How to Speed Ramp In Final Cut Pro X - LUTs Lounge Tips and Tricks

Speed ramping is a trendy video effect that is being used a lot lately, both in YouTube videos and in major motion pictures. This effect is easy and consists of playing your footage at normal speed then quickly speeding it up to get to another portion of the clip or a new clip entirely. This is something that you probably don’t want to do often but in the right circumstances, it can really add some professionalism to your videos. This tutorial will show you how to speed ramp in Final Cut Pro but the same can be accomplished in other editing programs.

As Simple As A Shortcut

To start his effect, the first thing you need to do is load your clip into the timeline (obviously). Next, you want to choose where exactly you want to split up your clip. This is usually done in 3 segments but you can have as many speed transitions as you want!

Find the first place in your clip that you want to add the speed ramp transition and hover your cursor over that spot. Next, you can easily use the shortcut Shift-B (not Command-B, that will cut the clip). This will divide your clip into two sections that now have a heading at the top of the clip that reads Normal (100%). This basically means these two clips will play at 100% or normal speed but now you get to change it. You will now see a small arrow pointing down next to the normal heading (pictured below).

If you click this you will see your speed options and this is where you can speed up or slow down the second portion of your clip. In this example, we will speed up the clip 8x times.

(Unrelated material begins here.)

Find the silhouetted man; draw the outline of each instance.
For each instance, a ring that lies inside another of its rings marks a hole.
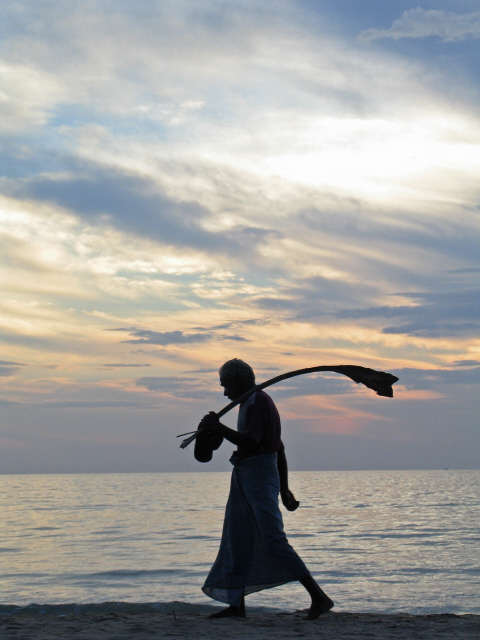
[[[255,386],[253,369],[237,358],[219,371],[224,395],[235,400]],[[210,412],[200,427],[219,433],[237,446],[230,495],[225,510],[217,559],[202,587],[215,600],[229,605],[214,618],[245,617],[245,596],[299,580],[311,596],[306,617],[314,620],[333,602],[313,579],[283,530],[278,494],[289,511],[299,502],[288,487],[280,416],[273,400],[256,391],[240,404],[237,431],[221,424]]]

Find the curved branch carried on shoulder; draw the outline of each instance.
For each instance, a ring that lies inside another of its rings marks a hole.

Now that the second segment of our clip is sped up, we need to add another segment that will slow it back down to normal. To do this, we will find the section we want to play at 100% and use the same shortcut, Shift-B. Then we will simply use the small down arrow icon to change it back to normal as seen below.

That is it! You have just done your first speed ramp. To see how this looks on a video, below shows a comparison between the original clip and the speed ramped clip.